Le droit d’interpellation est un mécanisme politique et/ou institutionnel qui désigne la possibilité de faire valoir une demande ou une revendication à une autorité ou une institution, la plupart du temps à travers un texte, comme la pétition, mais également à travers d’autres types de communications. Ce droit ne suppose pas le devoir de l’autorité ou de l’institution d’y répondre, mais y incite fortement dans une démocratie moderne. En outre, son intérêt réside dans le fait qu’il constitue un cadre permettant une sollicitation des représentés vers les représentants, alors que les démarches participatives classiques sont mises en œuvre par les représentants pour les représentés. Il peut s’exercer à deux niveaux. 

Le premier niveau est institutionnel

Au Parlement, où les parlementaires peuvent interpeller le Gouvernement. Dans ce cadre, l’interpellation est souvent suivie d’un débat et d’un vote. 
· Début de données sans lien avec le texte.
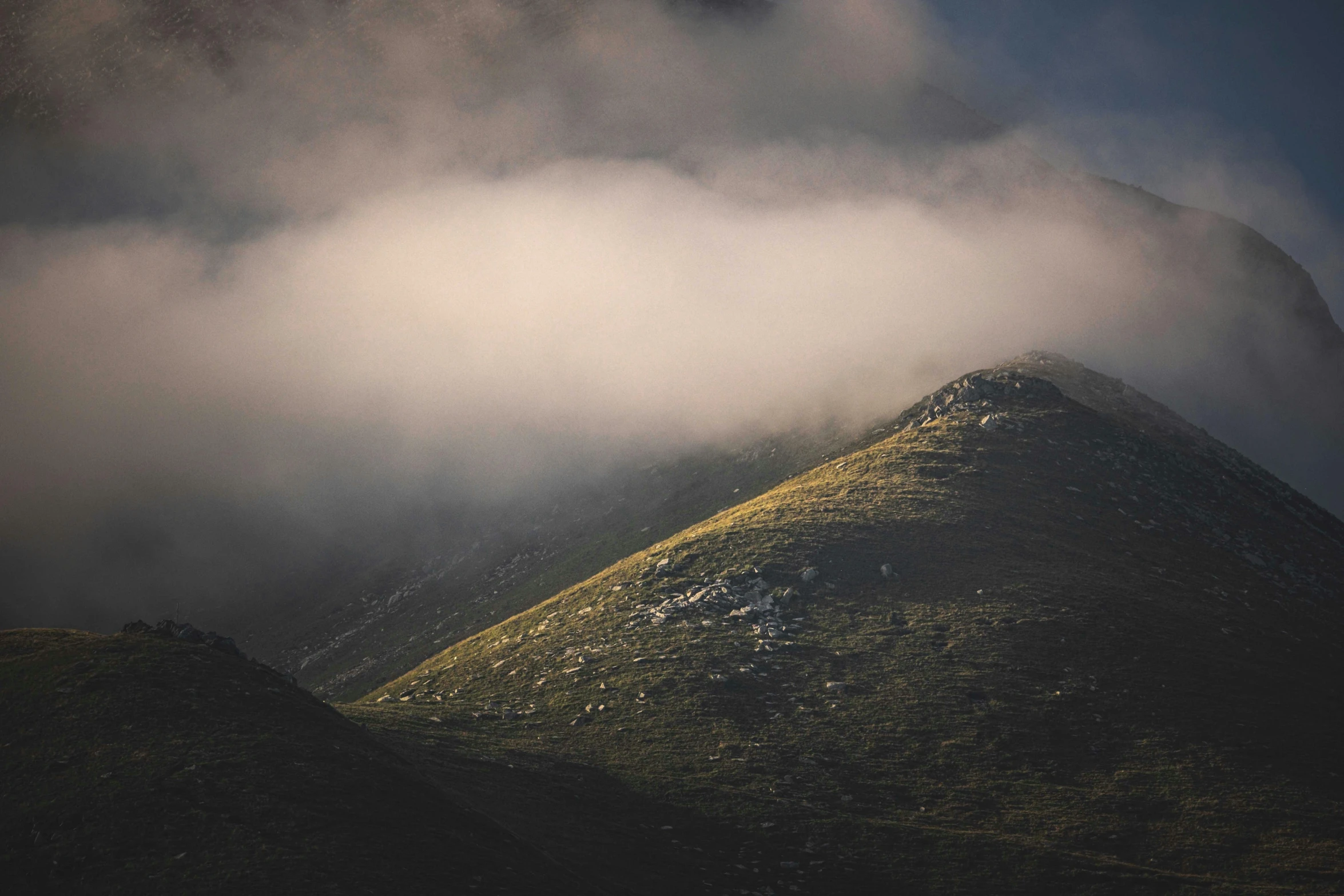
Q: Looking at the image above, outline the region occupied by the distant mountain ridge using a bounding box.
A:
[347,352,1344,893]
[10,352,1344,896]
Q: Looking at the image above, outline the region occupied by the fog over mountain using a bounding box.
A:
[0,0,1344,634]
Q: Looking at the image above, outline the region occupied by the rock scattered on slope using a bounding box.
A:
[121,619,243,657]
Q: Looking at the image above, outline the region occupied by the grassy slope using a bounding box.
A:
[0,628,582,893]
[255,426,852,700]
[345,357,1344,892]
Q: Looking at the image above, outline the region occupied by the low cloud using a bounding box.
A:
[0,0,1335,628]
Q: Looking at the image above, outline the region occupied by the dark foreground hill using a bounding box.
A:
[0,353,1344,896]
[0,628,579,893]
[345,355,1344,893]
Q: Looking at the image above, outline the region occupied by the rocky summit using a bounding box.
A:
[345,353,1344,893]
[0,352,1344,896]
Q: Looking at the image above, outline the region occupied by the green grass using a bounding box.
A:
[0,628,578,893]
[343,360,1344,893]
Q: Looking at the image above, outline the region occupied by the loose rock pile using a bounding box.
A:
[625,578,794,650]
[121,619,242,657]
[906,372,1063,428]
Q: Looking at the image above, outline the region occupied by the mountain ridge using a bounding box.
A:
[345,353,1344,893]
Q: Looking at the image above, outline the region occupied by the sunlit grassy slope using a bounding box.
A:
[343,355,1344,893]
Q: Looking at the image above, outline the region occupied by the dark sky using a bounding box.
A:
[932,0,1344,317]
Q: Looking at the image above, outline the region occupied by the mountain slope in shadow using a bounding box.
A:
[355,353,1344,893]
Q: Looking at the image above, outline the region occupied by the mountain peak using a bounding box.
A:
[349,352,1344,892]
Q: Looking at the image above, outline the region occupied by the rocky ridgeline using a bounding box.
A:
[121,619,243,657]
[625,572,816,650]
[905,372,1064,430]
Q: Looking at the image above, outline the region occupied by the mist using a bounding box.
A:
[0,0,1344,631]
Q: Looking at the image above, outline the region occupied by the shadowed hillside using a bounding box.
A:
[0,628,580,893]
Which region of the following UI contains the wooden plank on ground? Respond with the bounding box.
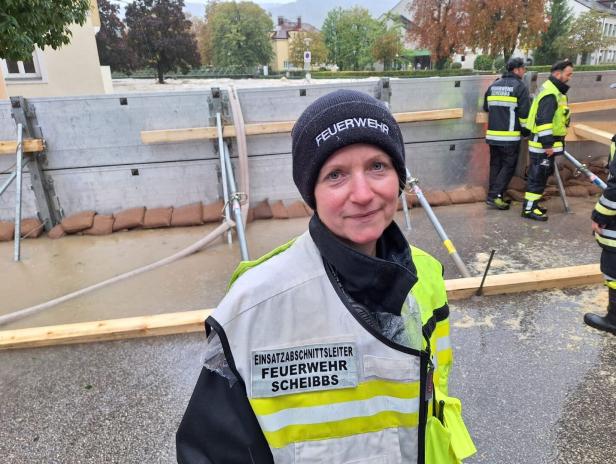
[141,108,464,145]
[573,123,614,146]
[445,264,603,300]
[0,264,603,350]
[0,309,212,350]
[0,139,45,155]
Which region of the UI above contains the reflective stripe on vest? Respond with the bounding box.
[250,380,419,448]
[526,80,569,137]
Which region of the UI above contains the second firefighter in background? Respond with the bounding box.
[483,58,530,209]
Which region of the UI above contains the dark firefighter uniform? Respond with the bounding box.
[584,135,616,334]
[483,71,530,206]
[522,76,570,221]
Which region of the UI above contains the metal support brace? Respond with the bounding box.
[406,169,471,277]
[207,87,233,244]
[11,97,62,231]
[554,155,571,213]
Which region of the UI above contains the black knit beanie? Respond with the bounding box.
[291,90,406,209]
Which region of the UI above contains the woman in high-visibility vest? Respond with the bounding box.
[177,90,475,464]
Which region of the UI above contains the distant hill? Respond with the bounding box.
[184,0,399,29]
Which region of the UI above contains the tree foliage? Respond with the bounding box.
[0,0,90,61]
[409,0,468,69]
[372,16,404,71]
[125,0,200,84]
[322,7,380,70]
[560,10,614,64]
[289,31,327,68]
[533,0,573,65]
[96,0,138,73]
[464,0,546,61]
[200,1,274,68]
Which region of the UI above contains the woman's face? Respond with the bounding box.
[314,144,399,256]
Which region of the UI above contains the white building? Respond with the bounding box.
[568,0,616,64]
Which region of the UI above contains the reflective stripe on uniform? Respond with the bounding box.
[250,380,420,448]
[595,203,616,216]
[599,195,616,209]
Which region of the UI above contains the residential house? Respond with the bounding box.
[271,16,318,71]
[0,0,113,98]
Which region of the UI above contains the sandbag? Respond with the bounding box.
[270,200,289,219]
[203,200,225,223]
[143,207,173,229]
[61,211,96,234]
[171,201,203,227]
[47,224,66,240]
[424,190,451,206]
[20,218,45,238]
[83,214,114,235]
[287,200,308,218]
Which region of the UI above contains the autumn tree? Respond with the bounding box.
[289,31,327,68]
[409,0,468,69]
[372,15,404,70]
[200,1,274,67]
[96,0,137,72]
[464,0,546,62]
[0,0,90,61]
[322,7,380,70]
[533,0,573,64]
[560,10,615,64]
[125,0,200,84]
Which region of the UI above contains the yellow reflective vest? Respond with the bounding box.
[221,232,475,464]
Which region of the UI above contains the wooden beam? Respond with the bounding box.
[567,124,614,146]
[0,139,45,155]
[141,108,464,145]
[445,264,603,300]
[0,264,603,350]
[0,309,212,350]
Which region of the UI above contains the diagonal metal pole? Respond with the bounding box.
[406,169,471,277]
[13,123,23,261]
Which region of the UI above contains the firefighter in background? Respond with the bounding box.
[522,60,573,221]
[584,135,616,334]
[483,58,530,210]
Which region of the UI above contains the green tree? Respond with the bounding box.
[96,0,137,73]
[0,0,90,61]
[201,1,274,68]
[533,0,573,65]
[323,7,380,71]
[372,15,404,70]
[124,0,200,84]
[289,31,327,68]
[561,10,614,64]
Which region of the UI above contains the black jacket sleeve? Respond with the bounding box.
[536,95,558,148]
[591,135,616,226]
[176,326,274,464]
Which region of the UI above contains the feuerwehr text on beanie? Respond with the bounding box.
[291,90,406,209]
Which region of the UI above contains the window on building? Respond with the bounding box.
[0,52,42,80]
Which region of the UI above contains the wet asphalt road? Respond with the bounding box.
[0,199,616,464]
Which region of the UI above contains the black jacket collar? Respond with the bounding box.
[549,76,569,95]
[309,214,417,315]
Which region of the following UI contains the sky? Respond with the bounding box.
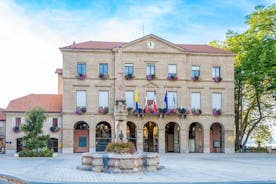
[0,0,276,108]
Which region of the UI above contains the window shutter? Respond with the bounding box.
[12,117,16,128]
[58,117,61,128]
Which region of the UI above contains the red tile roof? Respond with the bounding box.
[5,94,62,112]
[0,108,6,121]
[61,41,233,54]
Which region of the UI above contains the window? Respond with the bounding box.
[192,66,200,77]
[146,64,155,75]
[99,91,108,107]
[191,93,200,109]
[125,64,133,75]
[15,118,21,127]
[77,63,86,75]
[213,66,220,77]
[212,93,221,109]
[125,91,134,108]
[168,91,177,109]
[147,91,155,105]
[53,118,58,127]
[100,64,108,74]
[76,91,86,107]
[168,65,176,76]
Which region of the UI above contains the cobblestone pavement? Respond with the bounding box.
[0,153,276,183]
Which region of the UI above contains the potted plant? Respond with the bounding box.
[12,126,20,133]
[176,107,190,118]
[99,73,108,80]
[146,74,155,81]
[213,77,222,82]
[212,109,221,116]
[167,73,177,81]
[192,108,201,115]
[98,107,108,114]
[77,73,86,80]
[76,107,86,115]
[192,75,199,81]
[125,73,134,80]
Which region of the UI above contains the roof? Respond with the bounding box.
[61,34,233,54]
[0,108,6,121]
[5,94,62,113]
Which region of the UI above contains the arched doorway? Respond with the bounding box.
[143,122,158,152]
[48,138,58,152]
[16,138,23,153]
[127,121,136,147]
[165,122,180,153]
[189,123,203,153]
[74,121,89,153]
[210,123,224,153]
[96,121,111,151]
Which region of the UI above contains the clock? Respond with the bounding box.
[147,41,155,49]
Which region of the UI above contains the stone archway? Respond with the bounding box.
[165,122,180,153]
[188,122,203,153]
[143,121,159,152]
[16,138,23,153]
[74,121,90,153]
[96,121,111,151]
[127,121,136,147]
[210,123,224,153]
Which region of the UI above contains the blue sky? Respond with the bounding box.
[0,0,276,108]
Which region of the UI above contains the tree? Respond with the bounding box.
[21,107,50,152]
[211,5,276,149]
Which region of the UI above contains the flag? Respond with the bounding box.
[164,90,169,112]
[135,88,139,113]
[153,96,157,113]
[144,95,149,112]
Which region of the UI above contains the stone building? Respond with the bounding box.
[59,35,234,153]
[5,94,62,152]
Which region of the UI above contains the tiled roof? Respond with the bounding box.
[0,108,6,121]
[61,38,233,54]
[5,94,62,112]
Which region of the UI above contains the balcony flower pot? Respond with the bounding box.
[125,74,134,80]
[212,109,221,116]
[176,107,190,118]
[76,107,86,115]
[12,126,20,133]
[192,108,201,115]
[167,74,177,81]
[213,77,222,82]
[99,73,108,80]
[98,107,108,114]
[77,73,86,80]
[50,126,59,133]
[192,76,199,81]
[146,75,155,81]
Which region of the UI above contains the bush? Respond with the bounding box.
[19,147,54,157]
[105,142,136,154]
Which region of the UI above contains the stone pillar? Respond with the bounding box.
[180,129,189,153]
[158,128,166,153]
[136,129,144,153]
[203,127,210,153]
[224,130,235,153]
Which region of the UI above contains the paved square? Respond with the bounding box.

Le second niveau est civique

Les citoyens et citoyennes peuvent interpeller les responsables des institutions politiques. Ce dernier cadre, dans un régime démocratique, induit que les responsables s’engagent à répondre à l’interpellation que leur ont adressée les populations, qu’elles soient locales, nationales ou internationales, sous certaines conditions, comme par exemple le nombre de signatures, le plus souvent recueillies dans un délai imparti. A ce titre, ce droit apparaît comme un mécanisme appartenant à la « boîte à outils » de la démocratie directe.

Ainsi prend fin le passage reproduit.